At a more advanced level, while most PCs allow low power settings, in a client/server network model the processes running on the computer can prevent the low power settings from taking effect. This can have a dramatic effect on energy use that is invisible to the user. Everything may appear to be in idle mode, particularly if the screen has gone into standby mode, but the reality is that network processing is actually keeping the terminals awake.

In fact, it is estimated that the carbon footprint of company data centres will more than triple between 2002 and 2020 and this makes them the fastest growing contributor to the IT sector’s carbon emissions. An obvious solution is to consolidate corporate IT set-ups into huge shared infrastructures managed by specialist ‘Cloud’ computing providers.

Microsoft on the ‘Cloud’

The benefits of the Cloud are fundamentally around removing the hassle and frustration related with managing your own IT infrastructure. Your company has its own skills and managing servers probably isn’t one of them. A Cloud deployment takes this issue away and leaves you with a set of desktops and laptops that simply connect to your applications via standard connections.

However, the Cloud also offers a number of green benefits that will help you significantly reduce your carbon footprint. A company dedicated to housing massive server farms that support lots of businesses can make a big difference in terms of emissions and power usage. At Microsoft, for example, they always locate our server farms at places with renewable power sources, such as hydro and wind, etc. They also move processing areas around the farm in line with the sun to ensure servers are always working in the coolest part of the day.

So, running your enterprise resource planning (ERP) and other office systems such as Exchange and CRM system in the cloud can really reduce your energy consumption but the real green benefit comes from the increased efficiency the system would give you. Better route management would result in running fleets better and ultimately fewer journeys. An ERP system that is always in line with your business means you will run better, slicker, faster, greener and, perhaps most importantly, more profitably.

Conclusion

There is much discussion in the industry right now about calculating the actual environmental impact that widely adopting cloud-based solutions would have. One major piece of research has shown recently if all US companies with 100 to 100,000 employees switched from on-premise email servers to a corresponding cloud solution, the reduction in carbon emissions would be equivalent to permanently removing around 100,000 passenger cars from the road. And that’s just email and just in the US. If you stretched that out to cover more applications across the world, the potential power savings are immense.

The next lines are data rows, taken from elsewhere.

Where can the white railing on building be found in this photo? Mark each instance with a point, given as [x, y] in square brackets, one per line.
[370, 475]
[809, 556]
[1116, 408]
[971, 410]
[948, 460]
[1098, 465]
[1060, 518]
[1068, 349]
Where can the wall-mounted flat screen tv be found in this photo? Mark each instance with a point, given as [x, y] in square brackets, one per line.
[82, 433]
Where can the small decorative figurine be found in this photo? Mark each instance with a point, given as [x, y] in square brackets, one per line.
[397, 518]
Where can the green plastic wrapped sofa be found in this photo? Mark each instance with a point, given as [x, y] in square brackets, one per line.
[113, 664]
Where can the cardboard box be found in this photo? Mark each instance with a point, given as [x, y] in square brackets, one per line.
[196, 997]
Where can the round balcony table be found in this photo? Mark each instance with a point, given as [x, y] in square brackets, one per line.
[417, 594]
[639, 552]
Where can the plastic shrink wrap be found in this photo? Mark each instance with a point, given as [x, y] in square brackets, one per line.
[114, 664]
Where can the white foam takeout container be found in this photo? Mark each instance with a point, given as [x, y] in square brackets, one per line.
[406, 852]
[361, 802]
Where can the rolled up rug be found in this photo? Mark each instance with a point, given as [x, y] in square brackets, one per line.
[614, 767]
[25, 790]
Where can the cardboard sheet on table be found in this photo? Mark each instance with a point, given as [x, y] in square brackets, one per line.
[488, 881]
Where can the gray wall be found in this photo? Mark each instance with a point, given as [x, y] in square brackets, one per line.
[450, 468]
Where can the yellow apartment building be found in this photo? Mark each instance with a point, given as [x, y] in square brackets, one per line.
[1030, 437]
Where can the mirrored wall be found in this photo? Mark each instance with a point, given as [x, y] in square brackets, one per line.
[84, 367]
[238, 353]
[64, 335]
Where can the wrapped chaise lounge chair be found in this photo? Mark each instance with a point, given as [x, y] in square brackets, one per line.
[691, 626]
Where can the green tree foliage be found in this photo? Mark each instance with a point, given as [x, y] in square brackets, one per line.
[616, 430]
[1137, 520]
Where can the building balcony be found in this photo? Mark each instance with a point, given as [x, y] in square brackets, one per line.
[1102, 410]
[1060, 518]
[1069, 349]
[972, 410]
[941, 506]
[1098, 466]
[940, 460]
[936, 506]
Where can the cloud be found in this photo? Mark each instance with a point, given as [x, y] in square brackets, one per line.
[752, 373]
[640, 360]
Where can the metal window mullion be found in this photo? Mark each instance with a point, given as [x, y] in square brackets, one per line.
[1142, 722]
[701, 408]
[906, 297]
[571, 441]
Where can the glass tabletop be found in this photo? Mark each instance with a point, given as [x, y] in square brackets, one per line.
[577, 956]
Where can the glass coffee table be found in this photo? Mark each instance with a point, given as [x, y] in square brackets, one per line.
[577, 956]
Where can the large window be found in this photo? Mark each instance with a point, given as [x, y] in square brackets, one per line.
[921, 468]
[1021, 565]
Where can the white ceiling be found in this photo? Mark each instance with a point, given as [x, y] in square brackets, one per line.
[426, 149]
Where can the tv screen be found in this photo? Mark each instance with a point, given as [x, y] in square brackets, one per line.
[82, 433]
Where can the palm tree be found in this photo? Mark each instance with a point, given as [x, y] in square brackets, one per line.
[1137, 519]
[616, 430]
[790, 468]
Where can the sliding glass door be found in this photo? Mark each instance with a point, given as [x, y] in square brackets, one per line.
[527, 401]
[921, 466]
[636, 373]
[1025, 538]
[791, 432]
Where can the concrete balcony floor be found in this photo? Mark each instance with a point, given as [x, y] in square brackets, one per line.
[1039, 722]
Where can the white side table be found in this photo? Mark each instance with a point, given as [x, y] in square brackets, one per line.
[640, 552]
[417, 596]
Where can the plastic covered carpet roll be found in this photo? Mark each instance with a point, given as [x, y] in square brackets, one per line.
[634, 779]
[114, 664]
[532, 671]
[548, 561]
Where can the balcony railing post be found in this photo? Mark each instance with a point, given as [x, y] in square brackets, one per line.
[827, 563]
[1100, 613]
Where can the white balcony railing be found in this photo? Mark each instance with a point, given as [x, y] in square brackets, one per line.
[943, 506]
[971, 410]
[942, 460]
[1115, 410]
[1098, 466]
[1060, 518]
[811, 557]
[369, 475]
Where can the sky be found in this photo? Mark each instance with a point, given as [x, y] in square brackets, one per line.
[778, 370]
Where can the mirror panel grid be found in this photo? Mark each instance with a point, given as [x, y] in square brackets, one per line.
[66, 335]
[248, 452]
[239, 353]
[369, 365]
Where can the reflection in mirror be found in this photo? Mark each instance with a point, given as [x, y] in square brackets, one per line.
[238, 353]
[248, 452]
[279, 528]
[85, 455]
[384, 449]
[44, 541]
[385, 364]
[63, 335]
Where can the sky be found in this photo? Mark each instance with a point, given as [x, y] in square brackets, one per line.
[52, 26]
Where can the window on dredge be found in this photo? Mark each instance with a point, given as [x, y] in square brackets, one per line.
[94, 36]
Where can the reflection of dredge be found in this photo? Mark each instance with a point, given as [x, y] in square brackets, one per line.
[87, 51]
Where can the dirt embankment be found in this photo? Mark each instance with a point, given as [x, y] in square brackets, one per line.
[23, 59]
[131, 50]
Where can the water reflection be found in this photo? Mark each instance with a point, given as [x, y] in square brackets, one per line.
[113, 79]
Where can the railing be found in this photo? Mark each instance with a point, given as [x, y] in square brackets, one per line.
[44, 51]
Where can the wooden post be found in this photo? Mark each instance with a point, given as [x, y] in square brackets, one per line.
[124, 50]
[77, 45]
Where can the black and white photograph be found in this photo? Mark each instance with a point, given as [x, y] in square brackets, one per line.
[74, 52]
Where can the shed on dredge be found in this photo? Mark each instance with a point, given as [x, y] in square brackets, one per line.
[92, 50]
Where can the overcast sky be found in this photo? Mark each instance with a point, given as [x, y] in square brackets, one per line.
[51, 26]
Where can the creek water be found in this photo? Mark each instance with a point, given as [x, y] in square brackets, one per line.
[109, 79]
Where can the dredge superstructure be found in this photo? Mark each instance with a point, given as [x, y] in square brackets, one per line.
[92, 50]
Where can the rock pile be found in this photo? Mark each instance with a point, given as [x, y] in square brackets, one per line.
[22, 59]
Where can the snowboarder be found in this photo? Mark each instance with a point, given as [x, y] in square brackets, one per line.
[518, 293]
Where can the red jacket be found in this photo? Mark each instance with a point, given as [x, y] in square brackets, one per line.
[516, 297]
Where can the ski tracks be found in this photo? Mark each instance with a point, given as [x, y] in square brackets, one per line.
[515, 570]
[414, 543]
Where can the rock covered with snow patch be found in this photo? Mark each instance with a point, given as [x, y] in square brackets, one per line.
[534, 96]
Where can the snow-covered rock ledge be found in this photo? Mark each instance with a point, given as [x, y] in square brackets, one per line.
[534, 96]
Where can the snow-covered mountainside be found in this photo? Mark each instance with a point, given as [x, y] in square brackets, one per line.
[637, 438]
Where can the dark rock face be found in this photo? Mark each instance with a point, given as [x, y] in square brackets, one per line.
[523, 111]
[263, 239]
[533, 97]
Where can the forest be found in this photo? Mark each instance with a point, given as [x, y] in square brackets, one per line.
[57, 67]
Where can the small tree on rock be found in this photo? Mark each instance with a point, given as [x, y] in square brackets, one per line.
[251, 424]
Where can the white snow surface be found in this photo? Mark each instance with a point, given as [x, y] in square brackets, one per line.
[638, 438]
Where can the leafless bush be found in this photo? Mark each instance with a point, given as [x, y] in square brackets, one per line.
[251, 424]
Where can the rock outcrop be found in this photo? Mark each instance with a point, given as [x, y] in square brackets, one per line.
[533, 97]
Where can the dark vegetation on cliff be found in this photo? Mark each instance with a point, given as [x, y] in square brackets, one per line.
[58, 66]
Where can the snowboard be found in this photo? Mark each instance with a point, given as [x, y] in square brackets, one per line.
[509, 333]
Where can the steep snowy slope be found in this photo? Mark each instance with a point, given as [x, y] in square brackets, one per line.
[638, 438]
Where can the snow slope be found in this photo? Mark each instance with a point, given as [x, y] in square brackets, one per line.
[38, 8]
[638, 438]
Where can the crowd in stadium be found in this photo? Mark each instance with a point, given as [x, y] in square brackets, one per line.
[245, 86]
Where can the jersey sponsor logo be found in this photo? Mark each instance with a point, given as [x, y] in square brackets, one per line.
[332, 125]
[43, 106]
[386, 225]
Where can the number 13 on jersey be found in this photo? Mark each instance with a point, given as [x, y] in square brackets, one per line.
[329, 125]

All the research and finding point to the fact that Cloud computing has the potential to make some huge and important changes to the IT industry. It can help to reduce costs, improve efficiency and operational flexibility, as well as contribute to the long term health of the planet. Cloud computing has been shown to reduce carbon emissions by 30 to 90 percent for major business applications today and this will only continue to improve as the technology evolves, particularly with companies like Microsoft so heavily committed to it. Adopting cloud computing will deliver inherent business benefits and will also play a crucial role in making IT more sustainable by significantly reducing energy consumption.